I don't think vim's ascendance is as recent as you think. Different communities might have been infected at different times. When I started working at Amazon almost five years ago, every engineer on my team was already a veteran vim user (as was I). And of course, vi has been a popular choice for Unix hackers for over 30 years. Maybe what's happening is that Unix tools in general are enjoying an uptick thanks to steadily growing use of Linux and Mac OS X.

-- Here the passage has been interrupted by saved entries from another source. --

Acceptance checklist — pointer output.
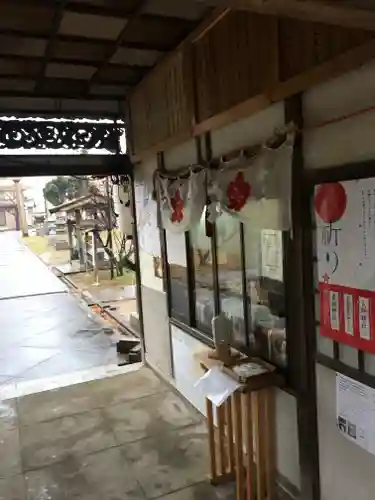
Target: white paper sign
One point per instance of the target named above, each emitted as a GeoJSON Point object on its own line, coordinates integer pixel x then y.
{"type": "Point", "coordinates": [355, 412]}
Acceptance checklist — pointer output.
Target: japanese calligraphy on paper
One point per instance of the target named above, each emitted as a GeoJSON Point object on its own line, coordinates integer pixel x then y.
{"type": "Point", "coordinates": [345, 242]}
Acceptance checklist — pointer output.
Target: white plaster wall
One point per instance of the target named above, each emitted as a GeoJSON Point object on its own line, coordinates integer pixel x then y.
{"type": "Point", "coordinates": [11, 220]}
{"type": "Point", "coordinates": [187, 370]}
{"type": "Point", "coordinates": [346, 470]}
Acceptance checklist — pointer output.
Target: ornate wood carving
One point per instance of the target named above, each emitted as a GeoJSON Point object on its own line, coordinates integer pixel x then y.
{"type": "Point", "coordinates": [31, 134]}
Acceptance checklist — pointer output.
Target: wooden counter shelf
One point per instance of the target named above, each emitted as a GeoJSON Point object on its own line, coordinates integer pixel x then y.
{"type": "Point", "coordinates": [242, 444]}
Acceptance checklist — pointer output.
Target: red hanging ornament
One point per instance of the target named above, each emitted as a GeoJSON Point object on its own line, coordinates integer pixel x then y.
{"type": "Point", "coordinates": [177, 207]}
{"type": "Point", "coordinates": [238, 192]}
{"type": "Point", "coordinates": [330, 202]}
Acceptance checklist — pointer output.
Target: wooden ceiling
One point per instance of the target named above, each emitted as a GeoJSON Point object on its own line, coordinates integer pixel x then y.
{"type": "Point", "coordinates": [82, 57]}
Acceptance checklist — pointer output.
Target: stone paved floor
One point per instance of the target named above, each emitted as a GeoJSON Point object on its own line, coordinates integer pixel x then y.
{"type": "Point", "coordinates": [128, 437]}
{"type": "Point", "coordinates": [45, 331]}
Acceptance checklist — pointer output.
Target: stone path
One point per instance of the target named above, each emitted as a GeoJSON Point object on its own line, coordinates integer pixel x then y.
{"type": "Point", "coordinates": [45, 331]}
{"type": "Point", "coordinates": [128, 437]}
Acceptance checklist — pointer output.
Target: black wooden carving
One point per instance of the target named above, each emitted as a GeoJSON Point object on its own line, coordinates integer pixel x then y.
{"type": "Point", "coordinates": [15, 134]}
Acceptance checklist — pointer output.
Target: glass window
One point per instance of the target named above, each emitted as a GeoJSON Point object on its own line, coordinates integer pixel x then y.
{"type": "Point", "coordinates": [204, 290]}
{"type": "Point", "coordinates": [177, 262]}
{"type": "Point", "coordinates": [229, 262]}
{"type": "Point", "coordinates": [265, 291]}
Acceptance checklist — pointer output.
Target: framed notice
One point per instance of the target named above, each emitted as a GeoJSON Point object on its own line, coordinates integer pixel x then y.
{"type": "Point", "coordinates": [345, 244]}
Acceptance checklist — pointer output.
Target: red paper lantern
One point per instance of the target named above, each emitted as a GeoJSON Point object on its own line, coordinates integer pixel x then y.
{"type": "Point", "coordinates": [330, 202]}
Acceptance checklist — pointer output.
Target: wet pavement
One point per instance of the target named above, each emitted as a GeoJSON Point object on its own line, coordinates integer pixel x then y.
{"type": "Point", "coordinates": [128, 437]}
{"type": "Point", "coordinates": [45, 331]}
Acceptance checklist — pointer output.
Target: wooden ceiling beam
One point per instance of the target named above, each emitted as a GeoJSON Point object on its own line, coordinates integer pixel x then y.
{"type": "Point", "coordinates": [307, 10]}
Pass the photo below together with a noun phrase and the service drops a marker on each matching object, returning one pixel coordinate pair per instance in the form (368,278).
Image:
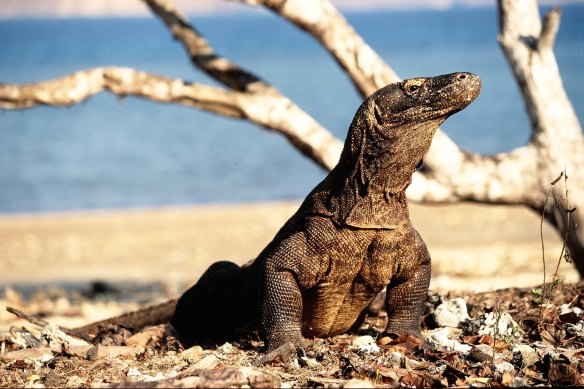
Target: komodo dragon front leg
(405,296)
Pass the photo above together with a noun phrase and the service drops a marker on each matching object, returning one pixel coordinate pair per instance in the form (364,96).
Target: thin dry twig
(42,323)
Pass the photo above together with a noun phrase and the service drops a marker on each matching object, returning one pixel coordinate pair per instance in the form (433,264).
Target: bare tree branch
(74,88)
(275,113)
(202,54)
(324,22)
(557,134)
(269,108)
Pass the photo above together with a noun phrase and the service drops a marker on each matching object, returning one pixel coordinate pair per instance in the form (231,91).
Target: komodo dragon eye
(410,87)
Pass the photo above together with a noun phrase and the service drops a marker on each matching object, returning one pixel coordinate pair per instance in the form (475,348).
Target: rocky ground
(486,322)
(509,338)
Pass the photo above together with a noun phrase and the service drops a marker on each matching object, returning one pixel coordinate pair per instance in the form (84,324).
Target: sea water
(111,152)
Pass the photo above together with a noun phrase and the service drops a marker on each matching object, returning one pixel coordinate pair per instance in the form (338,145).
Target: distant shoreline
(473,247)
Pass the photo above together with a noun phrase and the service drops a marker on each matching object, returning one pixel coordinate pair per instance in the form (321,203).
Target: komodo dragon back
(350,238)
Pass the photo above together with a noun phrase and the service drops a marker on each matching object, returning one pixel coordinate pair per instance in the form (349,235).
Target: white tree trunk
(522,176)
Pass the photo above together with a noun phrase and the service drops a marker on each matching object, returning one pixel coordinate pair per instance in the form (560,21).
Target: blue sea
(110,152)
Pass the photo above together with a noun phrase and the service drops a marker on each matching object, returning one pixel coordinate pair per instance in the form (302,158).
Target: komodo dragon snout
(350,238)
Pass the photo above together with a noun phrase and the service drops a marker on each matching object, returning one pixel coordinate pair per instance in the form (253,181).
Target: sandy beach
(474,247)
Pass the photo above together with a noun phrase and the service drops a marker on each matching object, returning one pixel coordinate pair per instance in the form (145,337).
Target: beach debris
(192,355)
(439,340)
(366,344)
(57,340)
(527,354)
(500,324)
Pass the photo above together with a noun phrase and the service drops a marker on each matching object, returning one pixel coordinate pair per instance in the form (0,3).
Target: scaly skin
(349,239)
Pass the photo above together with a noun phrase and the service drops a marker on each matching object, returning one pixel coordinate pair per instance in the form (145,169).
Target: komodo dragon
(350,238)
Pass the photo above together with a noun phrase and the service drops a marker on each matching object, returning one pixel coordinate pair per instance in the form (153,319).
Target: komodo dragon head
(389,136)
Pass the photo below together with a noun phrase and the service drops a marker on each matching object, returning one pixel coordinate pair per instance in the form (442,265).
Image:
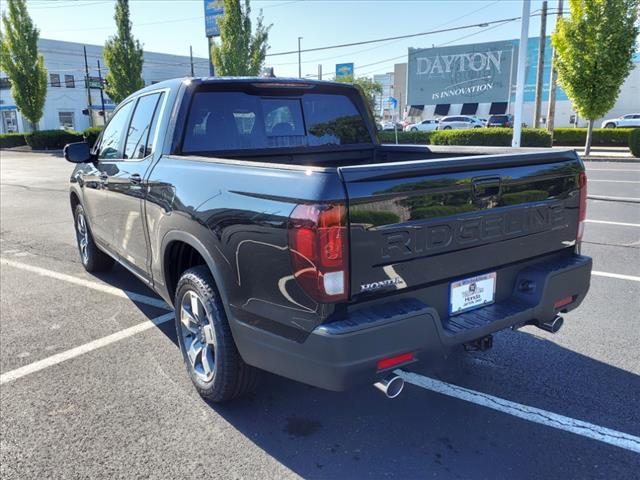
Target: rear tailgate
(426,221)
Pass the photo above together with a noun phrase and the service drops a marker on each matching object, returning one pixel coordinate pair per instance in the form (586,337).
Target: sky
(171,26)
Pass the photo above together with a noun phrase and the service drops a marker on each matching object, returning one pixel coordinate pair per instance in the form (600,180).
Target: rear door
(127,187)
(416,223)
(96,178)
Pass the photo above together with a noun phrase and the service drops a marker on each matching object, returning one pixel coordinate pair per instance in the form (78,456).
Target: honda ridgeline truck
(288,239)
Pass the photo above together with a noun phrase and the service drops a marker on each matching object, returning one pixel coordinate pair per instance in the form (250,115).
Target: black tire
(229,377)
(93,259)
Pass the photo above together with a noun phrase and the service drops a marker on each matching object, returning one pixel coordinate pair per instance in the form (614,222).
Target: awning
(469,109)
(498,108)
(442,109)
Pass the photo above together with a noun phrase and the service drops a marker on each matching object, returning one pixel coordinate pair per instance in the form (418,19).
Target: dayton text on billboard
(477,73)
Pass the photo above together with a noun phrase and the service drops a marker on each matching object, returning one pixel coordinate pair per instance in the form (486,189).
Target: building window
(66,120)
(442,108)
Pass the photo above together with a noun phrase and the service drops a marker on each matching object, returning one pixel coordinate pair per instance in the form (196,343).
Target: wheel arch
(190,251)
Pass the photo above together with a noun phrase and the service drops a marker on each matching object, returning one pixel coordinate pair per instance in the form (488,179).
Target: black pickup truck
(289,239)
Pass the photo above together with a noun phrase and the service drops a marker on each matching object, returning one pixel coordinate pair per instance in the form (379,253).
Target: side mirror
(77,152)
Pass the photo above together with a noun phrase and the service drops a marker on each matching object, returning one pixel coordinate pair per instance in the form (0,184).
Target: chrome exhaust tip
(391,386)
(553,326)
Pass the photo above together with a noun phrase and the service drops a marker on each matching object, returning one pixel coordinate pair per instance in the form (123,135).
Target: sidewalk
(602,154)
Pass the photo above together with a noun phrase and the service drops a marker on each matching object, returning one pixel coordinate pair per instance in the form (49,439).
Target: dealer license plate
(470,293)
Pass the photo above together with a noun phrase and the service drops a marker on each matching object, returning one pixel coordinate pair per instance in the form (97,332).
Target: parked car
(288,240)
(505,121)
(424,126)
(625,121)
(459,122)
(391,126)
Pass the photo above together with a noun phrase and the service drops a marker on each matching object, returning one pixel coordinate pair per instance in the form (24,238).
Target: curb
(610,159)
(614,199)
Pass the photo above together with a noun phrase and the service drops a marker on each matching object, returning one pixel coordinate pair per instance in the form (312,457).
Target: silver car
(459,122)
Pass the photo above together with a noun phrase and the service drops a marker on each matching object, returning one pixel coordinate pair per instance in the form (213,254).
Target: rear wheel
(209,352)
(93,259)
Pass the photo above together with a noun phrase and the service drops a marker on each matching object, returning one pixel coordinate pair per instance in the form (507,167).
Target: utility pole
(541,47)
(299,59)
(104,112)
(551,113)
(191,59)
(88,85)
(522,60)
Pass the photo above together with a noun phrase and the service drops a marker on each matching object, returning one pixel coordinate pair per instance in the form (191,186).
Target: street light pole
(522,60)
(299,59)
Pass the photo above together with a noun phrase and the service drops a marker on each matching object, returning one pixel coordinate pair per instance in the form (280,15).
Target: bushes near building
(605,137)
(52,139)
(494,137)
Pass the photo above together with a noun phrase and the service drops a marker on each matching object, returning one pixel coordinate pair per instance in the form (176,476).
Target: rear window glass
(237,121)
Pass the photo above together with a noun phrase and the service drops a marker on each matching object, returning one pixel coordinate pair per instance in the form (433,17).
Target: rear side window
(237,120)
(140,135)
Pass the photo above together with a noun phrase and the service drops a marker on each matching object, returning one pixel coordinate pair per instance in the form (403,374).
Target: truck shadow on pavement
(360,433)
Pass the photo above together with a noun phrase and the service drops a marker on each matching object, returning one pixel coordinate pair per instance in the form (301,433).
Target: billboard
(477,73)
(212,10)
(344,70)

Well, 4 years ago, there was not many users in the GNU/Linux escene like now, and all the people that was starting with tutorials and such, may find the recomendation of using the VIM editor, like always figure in this tutorials, i think this could be a valid hypothesis, to the new "wave/generation" of users.
i use emacs but this really strikes me as an odd question that seems to suppose that emacs is 'better' than vim.
Well, I kind of put it like that because there's surely no reason to switch from emacs to vim on the basis of features/portability. I've switched to vi lately for my quick little editing tasks, in part because it's ideologically a better Unix editor.

I also put it like that because I like to be a dick.

I thought TextMate was the cool editor nowadays.
I'm not commenting on the relative quality of the two products (emacs v. vi), but I second the feeling that I should be using vi. Had a quick start on my desk for the whole year now! Wonder where I've picked up that attitude -- I've been a good little emacs user for years now.
My guess is that its due to VIM being easier to learn than emacs? But thats just a guess I've never tried emacs.
I don't think there's any particular switch one way or the other. At GitHub, some of use use Textmate, others use vim or emacs, and I think Scott's been using gedit recently. Use whatever the hell makes you happy.